It was once common for business owners to live above or behind their storefronts. Although this practice is now an anomaly, Sarah Melli and her husband, Salar, a chef, just might renew the trend with their business, Vintage Fork.
The Mellis bought the historic and then-neglected Barto residence in 2016. Sarah says, “To locate, purchase, and buy a commercial business is crippling for entrepreneurs to start out.” For the Mellis, combining the purchase of a home and business in one building made the expenses more manageable.
Respecting the couple’s plans, Sarah’s grandmother hid her distress regarding the purchase, later confessing to Sarah that she went home and cried. Sarah admits, “It looked like it should have been torn down. The veranda was falling off. The three dormers were completely rotten.”
When the house was built in 1913, 95A Street was called Sinclair Street and marked the very edge of the city. “This was the only house we looked at. We just knew it was the one. That it happened to be in Alberta Avenue was a huge bonus because it’s a neighbourhood we believe in.”
Sarah says there are benefits to combining a home and a business. The first is the lack of a commute. She adds, “There is a different level of excitement when people arrive. It’s like receiving a guest into my home.” The kitchen is the only private space the Mellis have on the main floor. Upstairs, they have a designated space solely for packing up tea orders that they ship Canada-wide. They also offer free personalized local delivery.
What used to be the main floor’s living and dining rooms are now the display area for the teas they sell and the creation area of the most delectable, unique lattes and fogs to go. They do not offer a sit-down or food service. Drop in to peruse the 90 types of tea openly displayed and enjoy the aromas. If you want to sit and enjoy their teas, The Carrot Coffeehouse will soon offer a selection.

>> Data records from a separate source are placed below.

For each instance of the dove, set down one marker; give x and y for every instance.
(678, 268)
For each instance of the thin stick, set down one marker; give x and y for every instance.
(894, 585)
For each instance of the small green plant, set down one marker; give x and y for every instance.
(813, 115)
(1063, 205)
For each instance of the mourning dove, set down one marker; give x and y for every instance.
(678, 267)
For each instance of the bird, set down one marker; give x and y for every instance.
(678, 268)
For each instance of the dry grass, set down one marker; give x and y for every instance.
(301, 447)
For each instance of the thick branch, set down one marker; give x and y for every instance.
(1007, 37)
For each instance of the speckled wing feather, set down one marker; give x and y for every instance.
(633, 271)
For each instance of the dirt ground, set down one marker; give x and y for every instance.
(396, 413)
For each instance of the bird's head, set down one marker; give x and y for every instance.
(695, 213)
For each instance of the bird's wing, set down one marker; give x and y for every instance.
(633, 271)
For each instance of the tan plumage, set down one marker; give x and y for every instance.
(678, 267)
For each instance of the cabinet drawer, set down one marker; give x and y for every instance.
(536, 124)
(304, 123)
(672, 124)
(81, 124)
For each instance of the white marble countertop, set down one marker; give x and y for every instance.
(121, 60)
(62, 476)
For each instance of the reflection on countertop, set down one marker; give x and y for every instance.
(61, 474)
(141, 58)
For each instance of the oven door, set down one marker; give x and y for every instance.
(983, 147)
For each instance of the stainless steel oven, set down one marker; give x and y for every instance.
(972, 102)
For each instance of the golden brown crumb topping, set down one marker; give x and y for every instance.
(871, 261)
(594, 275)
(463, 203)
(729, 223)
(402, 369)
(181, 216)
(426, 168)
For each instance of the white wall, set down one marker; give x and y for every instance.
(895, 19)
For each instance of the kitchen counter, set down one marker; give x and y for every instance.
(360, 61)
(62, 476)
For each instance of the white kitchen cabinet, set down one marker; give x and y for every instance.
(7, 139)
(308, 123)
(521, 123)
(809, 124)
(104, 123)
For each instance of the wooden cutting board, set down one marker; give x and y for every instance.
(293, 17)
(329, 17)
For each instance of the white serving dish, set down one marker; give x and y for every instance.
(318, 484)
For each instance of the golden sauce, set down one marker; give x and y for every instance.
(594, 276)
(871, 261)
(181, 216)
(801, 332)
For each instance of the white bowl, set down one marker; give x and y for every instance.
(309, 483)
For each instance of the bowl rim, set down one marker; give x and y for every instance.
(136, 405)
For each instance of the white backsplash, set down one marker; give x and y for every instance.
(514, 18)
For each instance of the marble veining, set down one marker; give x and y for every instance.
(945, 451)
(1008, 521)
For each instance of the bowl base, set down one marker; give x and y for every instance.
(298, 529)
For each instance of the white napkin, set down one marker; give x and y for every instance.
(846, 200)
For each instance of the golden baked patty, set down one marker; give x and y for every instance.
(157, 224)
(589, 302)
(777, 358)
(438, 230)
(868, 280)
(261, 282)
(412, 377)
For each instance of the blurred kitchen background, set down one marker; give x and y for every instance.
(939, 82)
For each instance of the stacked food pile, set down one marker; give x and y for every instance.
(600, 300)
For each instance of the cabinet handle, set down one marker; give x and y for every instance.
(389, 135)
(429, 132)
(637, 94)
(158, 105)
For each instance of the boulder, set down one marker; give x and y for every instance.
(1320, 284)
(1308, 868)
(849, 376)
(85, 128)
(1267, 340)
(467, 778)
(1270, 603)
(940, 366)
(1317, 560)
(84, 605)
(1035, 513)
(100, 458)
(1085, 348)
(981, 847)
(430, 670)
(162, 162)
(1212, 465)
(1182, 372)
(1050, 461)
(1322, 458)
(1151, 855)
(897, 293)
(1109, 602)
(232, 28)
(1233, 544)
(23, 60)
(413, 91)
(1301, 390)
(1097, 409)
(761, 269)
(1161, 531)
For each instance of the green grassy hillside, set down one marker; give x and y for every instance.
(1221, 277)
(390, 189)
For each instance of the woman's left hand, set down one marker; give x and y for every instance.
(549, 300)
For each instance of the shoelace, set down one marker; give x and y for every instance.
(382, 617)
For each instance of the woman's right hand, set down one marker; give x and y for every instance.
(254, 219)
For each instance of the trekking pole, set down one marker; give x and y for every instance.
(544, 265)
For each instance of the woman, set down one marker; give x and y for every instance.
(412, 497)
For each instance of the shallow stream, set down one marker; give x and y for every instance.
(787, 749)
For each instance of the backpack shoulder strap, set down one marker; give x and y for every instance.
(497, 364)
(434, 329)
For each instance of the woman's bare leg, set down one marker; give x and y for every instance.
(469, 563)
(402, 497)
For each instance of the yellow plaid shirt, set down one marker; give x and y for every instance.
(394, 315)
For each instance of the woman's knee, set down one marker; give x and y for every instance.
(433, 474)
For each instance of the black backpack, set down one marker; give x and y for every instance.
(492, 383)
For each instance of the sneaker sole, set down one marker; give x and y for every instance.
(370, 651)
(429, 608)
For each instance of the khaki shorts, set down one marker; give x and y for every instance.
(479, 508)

“We are the only tea shop where people can look and explore independently instead of having to ask for something behind counters.”
The Mellis have collaboration partners as unique as they are. Landlords across the street supply the honey from hives they manage in Belgravia. Then there is Alysia, who makes Caramunchies, a caramel-drizzled Corn Flake treat sold at the shop. Salar says, “They are quite addictive.” A local downtown family-owned cafe, Cookie Love, provides cookies, a perfect accompaniment to the tea they sell.
The most unique treat is possibly created by Kerri Bauer of Soul House Sweets. “[She’s] a Beaumont chocolatier who infuses our teas in Belgian Chocolate,” says Sarah. These are a must-try treat. Free of extra sugar or artificial ingredients, “Kerri’s bars and tea cup-shaped chocolates must be eaten within two weeks.” Coincidentally, Bauer also owns a historic house, and the house images adorn the bar wrappers.
Handmade ceramic mugs from a local potter make a beautiful addition to the displays.
After selling tea online for three years, the Mellis opened the tea shop in November. Sarah says, “Excited neighbours, after watching the external renovation, were curious to see the inside and [they] love the space. Traffic has been steady.” Salar convinced Sarah to paint the outside of the house his favourite shade of blue.
“We did want it to stand out in the neighbourhood.” It does, and the colour is not the final unique facet. Sarah says, “As far as I know, our house is the only municipally designated historic building open to the public.”
Possibly even more important, Sarah’s grandmother, now a huge supporter, donated plants and her artwork, which are displayed in the shop.